I'm just so greeped.


----------



## BeauShel (May 20, 2007)

I am so sorry for your friends loss and your loss too. It is especially hard when it is so sudden. Maybe it will do her good letting her dog sit Max this weekend. It may do her good. She can do alot of hugging him and he can kiss her tears.


----------



## laprincessa (Mar 24, 2008)

Thank you. I had the same thought, that it might help her heal to have Max to love and cuddle. I'm a little seflishly worried about how Max is gonna handle it without his best friend there, but I think they just might help each other.

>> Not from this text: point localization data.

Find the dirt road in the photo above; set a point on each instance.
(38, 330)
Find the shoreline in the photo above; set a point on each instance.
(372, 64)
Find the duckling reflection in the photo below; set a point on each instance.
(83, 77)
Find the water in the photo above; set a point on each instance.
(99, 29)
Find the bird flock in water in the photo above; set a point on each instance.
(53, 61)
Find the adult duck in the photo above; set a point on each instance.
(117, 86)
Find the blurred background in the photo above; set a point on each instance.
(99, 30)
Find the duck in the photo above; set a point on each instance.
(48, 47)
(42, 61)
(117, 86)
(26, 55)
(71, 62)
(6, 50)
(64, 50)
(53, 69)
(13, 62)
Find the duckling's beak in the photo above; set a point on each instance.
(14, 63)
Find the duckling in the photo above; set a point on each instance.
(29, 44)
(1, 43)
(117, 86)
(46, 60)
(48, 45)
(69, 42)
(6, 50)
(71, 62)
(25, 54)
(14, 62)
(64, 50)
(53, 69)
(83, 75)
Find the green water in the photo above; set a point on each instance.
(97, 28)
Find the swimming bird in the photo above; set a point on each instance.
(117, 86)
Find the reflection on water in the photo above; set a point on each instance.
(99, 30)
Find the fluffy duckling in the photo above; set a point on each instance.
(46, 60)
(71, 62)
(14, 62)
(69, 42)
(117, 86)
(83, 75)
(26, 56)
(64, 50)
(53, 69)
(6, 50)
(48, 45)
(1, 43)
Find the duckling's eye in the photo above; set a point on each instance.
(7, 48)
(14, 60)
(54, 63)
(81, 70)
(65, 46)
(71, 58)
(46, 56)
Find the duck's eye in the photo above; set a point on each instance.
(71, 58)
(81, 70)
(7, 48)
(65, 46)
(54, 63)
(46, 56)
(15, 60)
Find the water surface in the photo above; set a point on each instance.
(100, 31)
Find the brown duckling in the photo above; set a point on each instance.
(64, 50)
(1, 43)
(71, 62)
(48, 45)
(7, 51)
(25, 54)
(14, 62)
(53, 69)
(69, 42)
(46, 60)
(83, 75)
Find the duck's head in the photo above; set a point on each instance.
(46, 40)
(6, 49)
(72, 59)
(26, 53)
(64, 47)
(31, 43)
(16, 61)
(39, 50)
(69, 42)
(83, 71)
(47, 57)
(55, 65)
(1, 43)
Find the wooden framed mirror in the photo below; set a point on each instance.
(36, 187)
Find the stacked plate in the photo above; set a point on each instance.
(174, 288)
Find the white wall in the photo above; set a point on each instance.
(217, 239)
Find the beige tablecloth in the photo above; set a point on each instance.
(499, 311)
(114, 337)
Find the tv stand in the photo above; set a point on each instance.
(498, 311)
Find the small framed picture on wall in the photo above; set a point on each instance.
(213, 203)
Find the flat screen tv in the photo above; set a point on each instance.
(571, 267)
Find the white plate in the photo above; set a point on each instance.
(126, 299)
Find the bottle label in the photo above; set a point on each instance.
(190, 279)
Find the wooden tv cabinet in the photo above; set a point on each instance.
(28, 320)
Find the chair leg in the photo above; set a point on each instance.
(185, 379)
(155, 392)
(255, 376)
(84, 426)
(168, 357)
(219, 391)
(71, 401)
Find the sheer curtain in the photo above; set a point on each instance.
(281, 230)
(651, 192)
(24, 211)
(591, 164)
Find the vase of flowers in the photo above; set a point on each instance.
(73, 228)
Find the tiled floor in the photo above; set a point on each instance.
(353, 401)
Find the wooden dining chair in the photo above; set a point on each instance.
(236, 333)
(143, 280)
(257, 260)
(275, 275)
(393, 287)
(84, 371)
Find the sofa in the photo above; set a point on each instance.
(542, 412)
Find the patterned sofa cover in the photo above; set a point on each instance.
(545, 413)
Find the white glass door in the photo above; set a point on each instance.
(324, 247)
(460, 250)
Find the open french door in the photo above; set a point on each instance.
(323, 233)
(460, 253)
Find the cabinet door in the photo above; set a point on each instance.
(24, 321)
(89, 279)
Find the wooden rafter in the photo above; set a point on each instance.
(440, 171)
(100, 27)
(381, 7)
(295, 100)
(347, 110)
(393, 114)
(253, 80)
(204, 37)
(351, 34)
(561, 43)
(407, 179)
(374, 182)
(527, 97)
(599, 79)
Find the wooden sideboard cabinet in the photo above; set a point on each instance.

I think I'll go visit my nephew tomorrow and love on his two mastiffs.


----------



## CrystalG (Aug 12, 2009)

So sorry for the loss of Duke. Hugs to you, Max and your friend.


----------



## Oaklys Dad (Dec 28, 2005)

So very sorry Max lost a good buddy. I'm sure he would be a big comfort to your friend if he could be there so they could share the good memories of their buddy.


----------



## Dallas Gold (Dec 22, 2007)

I'm so very sorry. I hope Max will help heal all of your aching hearts.


----------



## Bob-N-Tash (Feb 24, 2008)

Never easy to lose a friend... I'm sure Max was aware of the sadness.. certainly he knew Duke wasn't there to play with. 

Loving thoughts heading your way... 

Chris, Bob and Natasha


----------



## laprincessa (Mar 24, 2008)

Thank you, Chris and everyone. It's still so hard, I went to Beth's tonight to drop Max off and it hits me all over again, no Duke running to me to get his ears scratched, to give me kisses. My students probably thought I was nuts, coming to class all teary again. I miss him so much.


----------



## twinny41 (Feb 13, 2008)

So very sorry. Thats so sad.


----------



## Duke's Momma (Mar 1, 2007)

Wow, I'm not sure how I missed this but I'm just so sorry. It's never easy - never.


----------



## maggie1951 (Apr 20, 2007)

So sorry its so hard when its so sudden.


----------



## Meggie'sMom (Dec 24, 2007)

I am so sorry for the sudden loss of Duke. My heart goes out to you.


----------



## amy22 (May 11, 2008)

That is so sad....


----------



## laprincessa (Mar 24, 2008)

Thank you all, I know it's eventually gonna be better but it's still pretty raw. It kinda helps to know he didn't suffer, but not really.


----------



## esSJay (Apr 13, 2009)

I'm so sorry to hear  I hope that Max will help your friend feel a little bit better.


----------



## Karen519 (Aug 21, 2006)

I am SO VERY SORRY about Duke-how AWFUL for you being gone!
You and Max will heal in time, Thank God you have one another.
I AM SO SORRY!


----------



## laprincessa (Mar 24, 2008)

Thank you, Karen
All I could think was that I didn't kiss Duke goodbye the last time I saw him, and when I realized it half way home, I told Max "oh, I'll get him twice next time." Now there won't be a next time.


----------



## Bob-N-Tash (Feb 24, 2008)

Oh Momma.. that's a difficult thought to carry around in your heart. Give those 2 kisses to Max... and then give Max 2 more from me.


----------